总裁办公室内,实木大门隔绝了外界的喧嚣。
陆司宴把许知夏的背景资料甩在桌上。
四年的大学履历挑不出一点错,简直干净得像张白纸。
但他脑海中挥之不去的,全是刚才这女人三两语把林娜钉死在耻辱柱上的从容。
甚至,还有梦里在床上那个放肆狂妄的身影。
他按下桌上的内线电话。
“陈川,通知许知夏,让她今晚留下来来加班,带上中泰完整方案来我办公室,汇报此案的后续进度。”
挂断电话。男人的眼底翻涌起深沉的探究。
若她真是那只小狐狸,他总会揪出她的尾巴。
办公大厅里。
“加班?总裁室?”许知夏挂断陈川的电话,只觉天灵盖在突突直跳。
她咬紧后槽牙,心里狠狠地在那个万恶的资本家脸上扇了几十个巴掌。
这活阎王是不是有大病?没事老盯着她一个可怜的新员工薅什么羊毛!
她下意识摸了摸平坦的小腹,深吸口气。
为了那十万块,为了崽崽未来的奶粉钱,她忍!
从包里翻出刚买的薄荷香膏,沁凉的香味直冲鼻腔,勉强压住那股翻腾的酸意。
她把香膏紧紧捏在手心,理了理老土宽大的工作服,再次换上那副唯唯诺诺的木讷表情。
晚上七点整。
公共办公区工作人员基本都下班了,许知夏抱着中泰的资料敲响了总裁办公室的门。
“进。”
许知夏推门而入,那股极具侵略性的清冽松木香扑面而来。
胃里条件反射般一阵痉挛,酸水直顶喉咙。
她不动声色地握紧拳头掩在鼻尖,借着推黑框眼镜的动作,猛吸了一大口薄荷香膏。
沁凉的薄荷味犹如一剂猛药,堪堪将恶心感镇压下去。
“陆律。”她垂下眼皮,把文件放在桌上,“中泰案后续流程已经拟好。

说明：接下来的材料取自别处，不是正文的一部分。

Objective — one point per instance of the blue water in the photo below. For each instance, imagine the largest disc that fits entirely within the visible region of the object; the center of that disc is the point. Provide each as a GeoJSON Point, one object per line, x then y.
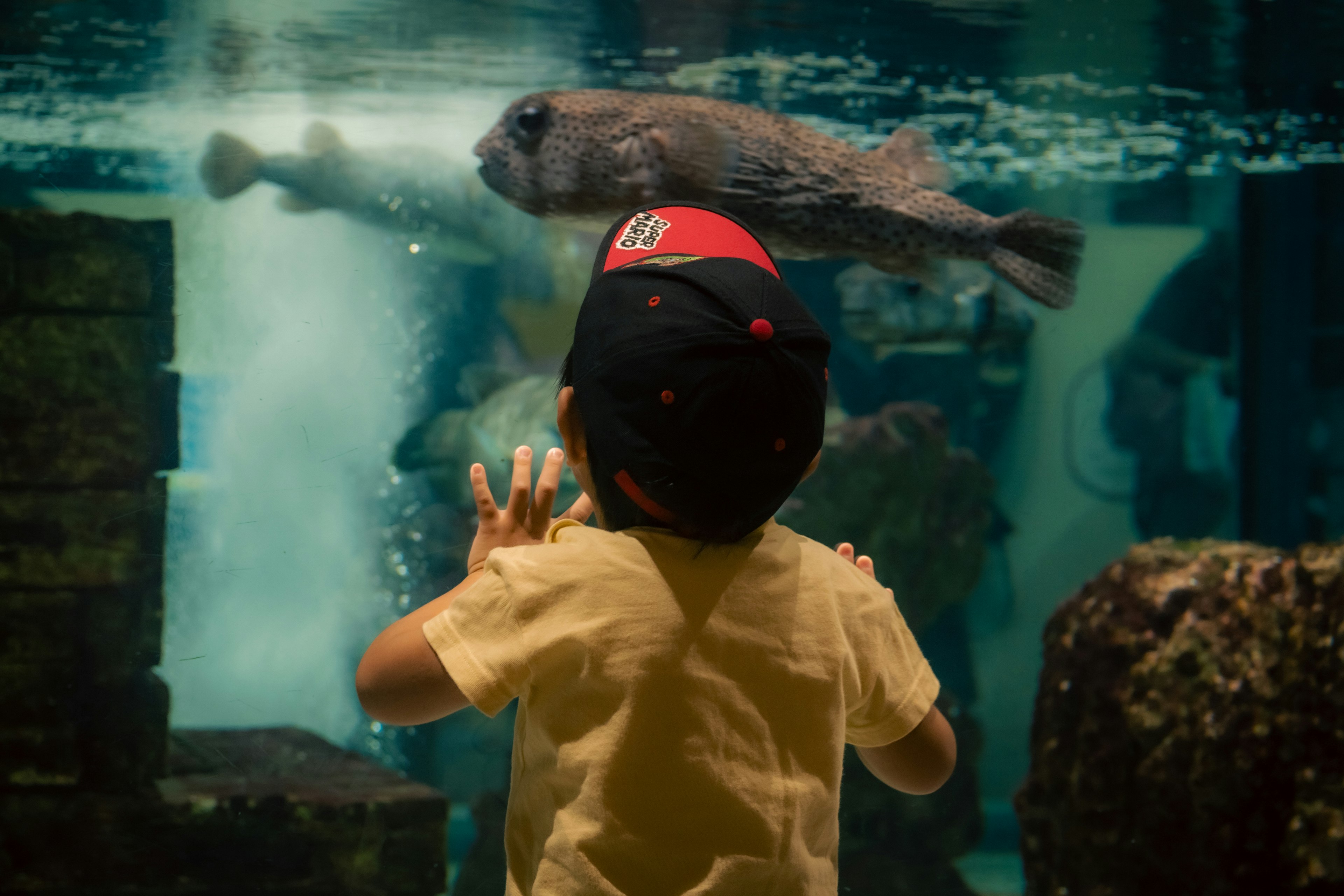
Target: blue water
{"type": "Point", "coordinates": [310, 344]}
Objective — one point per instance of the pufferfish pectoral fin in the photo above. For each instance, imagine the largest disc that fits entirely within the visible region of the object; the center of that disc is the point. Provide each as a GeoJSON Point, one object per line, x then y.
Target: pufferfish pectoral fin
{"type": "Point", "coordinates": [320, 138]}
{"type": "Point", "coordinates": [921, 269]}
{"type": "Point", "coordinates": [296, 203]}
{"type": "Point", "coordinates": [702, 155]}
{"type": "Point", "coordinates": [917, 156]}
{"type": "Point", "coordinates": [640, 164]}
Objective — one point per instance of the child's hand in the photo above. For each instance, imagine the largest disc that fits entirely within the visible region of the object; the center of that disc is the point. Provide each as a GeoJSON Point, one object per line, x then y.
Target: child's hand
{"type": "Point", "coordinates": [865, 564]}
{"type": "Point", "coordinates": [519, 522]}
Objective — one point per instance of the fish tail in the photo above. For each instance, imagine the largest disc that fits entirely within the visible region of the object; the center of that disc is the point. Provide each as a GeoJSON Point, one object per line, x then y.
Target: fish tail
{"type": "Point", "coordinates": [1040, 256]}
{"type": "Point", "coordinates": [229, 166]}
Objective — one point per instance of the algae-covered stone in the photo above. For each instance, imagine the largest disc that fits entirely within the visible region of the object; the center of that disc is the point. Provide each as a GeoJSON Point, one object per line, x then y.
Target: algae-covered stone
{"type": "Point", "coordinates": [1190, 727]}
{"type": "Point", "coordinates": [893, 485]}
{"type": "Point", "coordinates": [273, 811]}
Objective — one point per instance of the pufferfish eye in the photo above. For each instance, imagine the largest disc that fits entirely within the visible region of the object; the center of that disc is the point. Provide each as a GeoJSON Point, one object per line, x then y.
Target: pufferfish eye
{"type": "Point", "coordinates": [531, 121]}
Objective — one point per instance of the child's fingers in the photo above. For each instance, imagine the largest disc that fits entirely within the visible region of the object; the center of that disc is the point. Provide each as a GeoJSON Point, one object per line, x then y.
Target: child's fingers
{"type": "Point", "coordinates": [486, 508]}
{"type": "Point", "coordinates": [581, 510]}
{"type": "Point", "coordinates": [547, 484]}
{"type": "Point", "coordinates": [521, 488]}
{"type": "Point", "coordinates": [865, 565]}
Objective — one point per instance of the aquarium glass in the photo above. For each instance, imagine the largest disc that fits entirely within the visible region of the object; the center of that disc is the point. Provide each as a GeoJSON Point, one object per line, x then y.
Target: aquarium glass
{"type": "Point", "coordinates": [354, 317]}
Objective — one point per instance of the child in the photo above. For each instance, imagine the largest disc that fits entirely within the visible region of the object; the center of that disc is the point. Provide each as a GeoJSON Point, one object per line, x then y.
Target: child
{"type": "Point", "coordinates": [689, 672]}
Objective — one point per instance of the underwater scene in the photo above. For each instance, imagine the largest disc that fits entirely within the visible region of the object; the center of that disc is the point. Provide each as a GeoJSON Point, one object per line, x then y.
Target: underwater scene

”
陆司宴靠在黑色真皮转椅上,连文件都没翻。
修长的手指敲着实木桌面,哒哒的声音在空旷的房间里分外清晰。
“许律师。”他嗓音冷沉,一开口就是地狱难度。
“如果盈定律所改变策略,绕过开曼群岛,直接利用《海牙公约》申请异地执行中泰的国内总账,你准备的那个方案就成了废纸。”
“这……”许知夏故意顿住,装出一副被问懵的慌乱。
陆司宴漆黑的眼眸死死锁定她的脸,不放过一丝微表情。
他紧跟着抛出第二个炸弹。
“不仅如此,国内总账一旦被查,税务风险连带引爆,三千万违约金拿不到不说,公司还会因为五千万漏税被彻底套牢。”
“现在,这方案你打算怎么改?”
压迫感铺天盖地。
这是极其少见的连环陷阱,换作一般资深律师听到这儿早冒冷汗了。
许知夏额角的确冒汗了,不过那是薄荷香膏太辣,加上死忍着不吐给憋出来的。
为了十万块的提成,退缩是不可能退缩的!
她放下遮掩鼻子的手,腰背不由自主地挺直。
“陆律的假设很极端,但也确实存在。”
许知夏清丽的声音在办公室里响起,没有半丝卡壳。
“如果盈定走《海牙公约》,我们将直接启动反制。”
“国内总账属于法人独立财产,中泰在开曼的分公司是有限责任制。”
她语速极快,吐字清晰如刀。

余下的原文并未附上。